И зачем, зачем она только влезла в это дело? Зачем вздумала чужую Смерть обманывать? Схватить и отнести матери. Сказать: «Извините, вы обронили». А та сама пускай решает, еще раз обронить али оставить-таки. На тот момент Зоя Ильинична не знала еще, что Анна утопла, нести уже некому. Младенец надрывался, да так, что казалось, что шкаф дребезжит, вибрирует от детских криков. Невыносимо. Распахнула бабушка Зоя дверку шкафа, схватила нервно платок с кутенком, порвалась было затрясти его гневно, да увидела черные-черные глаза, зрачок один, почти безбелковые. Глазки-смородинки. Было что-то в этих глазах магически притягательное: и любовь, и просьба, и непонимание, и доверие, и целый мир. Губки пухлые зашамкали сладко, а затем опять раскричались. И вновь заметалась бабушка Зоя, суетно, но на сей раз со знанием, что делать ей нужно: кормить, кормить, кормить новопоселенца. А кормить-то и нечем. Бросила младенца на кровать, а сама в хлев, к корове, за парным молоком. Выдоила немного, в ковш перелила и задумалась: кипятить или не кипятить. Младенец заливался так громко, что решение нашлось быстро – не кипятить.

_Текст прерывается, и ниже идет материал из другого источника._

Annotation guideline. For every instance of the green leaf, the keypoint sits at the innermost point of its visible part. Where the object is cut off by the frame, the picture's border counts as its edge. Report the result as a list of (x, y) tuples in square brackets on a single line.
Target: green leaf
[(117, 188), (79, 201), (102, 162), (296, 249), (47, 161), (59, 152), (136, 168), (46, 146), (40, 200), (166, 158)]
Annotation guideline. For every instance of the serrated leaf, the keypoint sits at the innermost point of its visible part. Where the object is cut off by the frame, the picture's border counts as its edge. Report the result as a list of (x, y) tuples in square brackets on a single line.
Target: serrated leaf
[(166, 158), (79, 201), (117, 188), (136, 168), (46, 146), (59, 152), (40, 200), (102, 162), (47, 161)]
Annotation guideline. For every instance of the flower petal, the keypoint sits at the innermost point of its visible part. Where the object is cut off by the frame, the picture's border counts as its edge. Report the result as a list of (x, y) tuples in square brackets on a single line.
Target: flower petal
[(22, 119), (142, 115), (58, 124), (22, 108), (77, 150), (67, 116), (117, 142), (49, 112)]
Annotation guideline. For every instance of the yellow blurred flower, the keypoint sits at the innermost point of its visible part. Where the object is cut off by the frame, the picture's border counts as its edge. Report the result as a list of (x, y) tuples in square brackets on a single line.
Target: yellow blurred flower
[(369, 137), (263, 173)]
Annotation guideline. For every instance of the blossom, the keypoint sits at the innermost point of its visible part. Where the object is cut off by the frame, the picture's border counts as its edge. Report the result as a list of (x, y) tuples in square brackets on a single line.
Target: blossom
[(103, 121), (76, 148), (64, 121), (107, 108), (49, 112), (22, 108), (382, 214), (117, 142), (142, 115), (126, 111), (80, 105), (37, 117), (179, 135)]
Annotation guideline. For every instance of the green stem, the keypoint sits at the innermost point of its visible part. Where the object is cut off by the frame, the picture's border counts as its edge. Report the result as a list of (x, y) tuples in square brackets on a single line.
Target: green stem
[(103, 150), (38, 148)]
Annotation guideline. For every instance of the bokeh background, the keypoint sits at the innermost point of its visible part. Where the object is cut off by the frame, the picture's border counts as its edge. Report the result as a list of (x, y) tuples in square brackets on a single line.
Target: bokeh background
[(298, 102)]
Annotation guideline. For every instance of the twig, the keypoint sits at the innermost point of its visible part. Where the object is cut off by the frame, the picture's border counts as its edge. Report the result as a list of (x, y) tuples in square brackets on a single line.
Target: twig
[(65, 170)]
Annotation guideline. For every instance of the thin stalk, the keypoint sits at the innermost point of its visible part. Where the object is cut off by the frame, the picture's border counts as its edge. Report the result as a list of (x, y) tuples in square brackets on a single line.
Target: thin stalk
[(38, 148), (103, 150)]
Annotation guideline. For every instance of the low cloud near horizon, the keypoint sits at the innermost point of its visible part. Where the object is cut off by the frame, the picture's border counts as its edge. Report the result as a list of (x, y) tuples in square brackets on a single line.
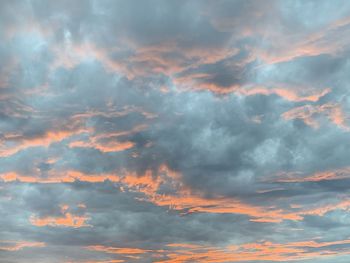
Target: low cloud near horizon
[(174, 131)]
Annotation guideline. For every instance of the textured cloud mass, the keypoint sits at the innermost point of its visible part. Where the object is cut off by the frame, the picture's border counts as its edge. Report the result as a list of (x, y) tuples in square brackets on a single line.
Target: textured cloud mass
[(174, 131)]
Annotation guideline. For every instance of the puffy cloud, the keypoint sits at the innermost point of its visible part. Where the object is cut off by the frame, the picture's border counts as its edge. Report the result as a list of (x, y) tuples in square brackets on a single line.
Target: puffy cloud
[(144, 131)]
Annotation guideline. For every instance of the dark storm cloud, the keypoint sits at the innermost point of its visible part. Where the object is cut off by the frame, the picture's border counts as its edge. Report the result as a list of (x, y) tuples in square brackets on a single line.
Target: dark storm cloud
[(156, 131)]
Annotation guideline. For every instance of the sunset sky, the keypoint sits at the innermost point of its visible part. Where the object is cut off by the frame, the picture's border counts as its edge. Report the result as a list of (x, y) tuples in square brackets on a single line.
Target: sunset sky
[(173, 131)]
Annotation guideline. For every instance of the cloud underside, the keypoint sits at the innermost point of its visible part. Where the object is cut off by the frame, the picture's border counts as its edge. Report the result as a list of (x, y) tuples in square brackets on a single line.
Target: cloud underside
[(174, 131)]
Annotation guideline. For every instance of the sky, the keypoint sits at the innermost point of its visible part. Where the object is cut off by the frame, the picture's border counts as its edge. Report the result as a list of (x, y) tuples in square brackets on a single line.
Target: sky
[(162, 131)]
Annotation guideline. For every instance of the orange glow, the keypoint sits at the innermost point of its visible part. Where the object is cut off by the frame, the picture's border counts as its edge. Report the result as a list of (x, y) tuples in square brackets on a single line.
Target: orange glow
[(66, 220), (261, 251), (19, 245)]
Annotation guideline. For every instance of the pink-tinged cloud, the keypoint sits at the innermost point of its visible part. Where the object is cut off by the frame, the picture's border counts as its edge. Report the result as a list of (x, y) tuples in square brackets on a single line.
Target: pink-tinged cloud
[(16, 143), (19, 245), (310, 115), (330, 175), (67, 219), (259, 251)]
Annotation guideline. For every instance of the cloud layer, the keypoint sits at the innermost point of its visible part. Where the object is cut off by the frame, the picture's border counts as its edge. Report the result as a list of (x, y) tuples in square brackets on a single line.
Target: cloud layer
[(174, 131)]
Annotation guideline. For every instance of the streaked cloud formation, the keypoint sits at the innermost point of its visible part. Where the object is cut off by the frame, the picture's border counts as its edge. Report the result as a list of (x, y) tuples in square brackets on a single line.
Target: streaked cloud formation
[(174, 131)]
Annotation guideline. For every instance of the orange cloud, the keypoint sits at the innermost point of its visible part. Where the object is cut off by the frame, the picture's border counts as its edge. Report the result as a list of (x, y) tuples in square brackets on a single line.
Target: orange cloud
[(260, 251), (336, 174), (66, 220), (106, 147), (17, 143), (308, 114)]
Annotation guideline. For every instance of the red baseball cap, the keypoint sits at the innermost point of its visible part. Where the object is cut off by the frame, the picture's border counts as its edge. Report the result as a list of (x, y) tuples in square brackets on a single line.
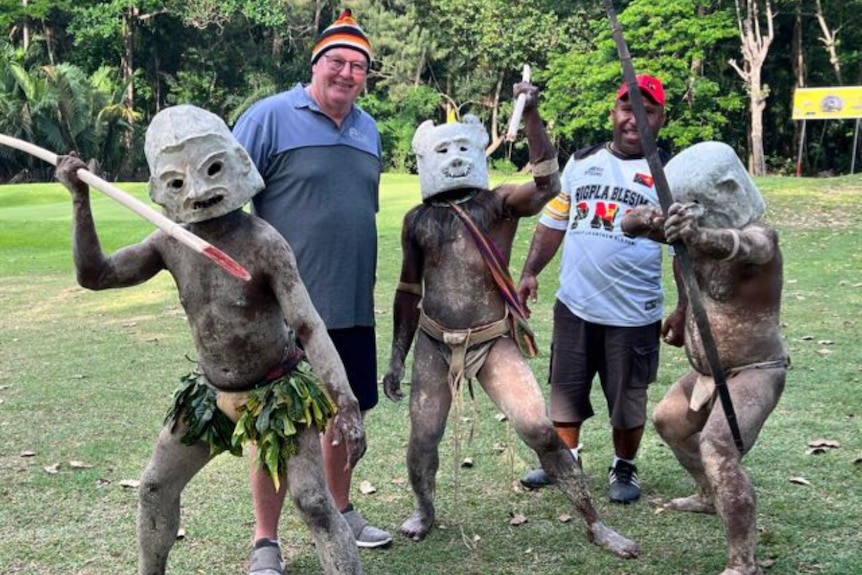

Отыскала бабушка Зоя в аптечке новехонькую пипетку, сполоснула ее наскоро в ведре, набрала молока и ребенку в рот впрыснула. Тот закашлялся, словно подавился, но сразу понял, что нужно делать. Несколько пипеток в себя принял, успокоился.

Бабушка Зоя ковш с молоком отставила, на краешек кровати присела и любуется своим дитем. В том, что это ее дите, сомнений больше не было. Как говорится, сам Бог послал, а она уж выходит. Только младенец отчего-то посинел вдруг, словно подавился. И дыхание будто приостановилось.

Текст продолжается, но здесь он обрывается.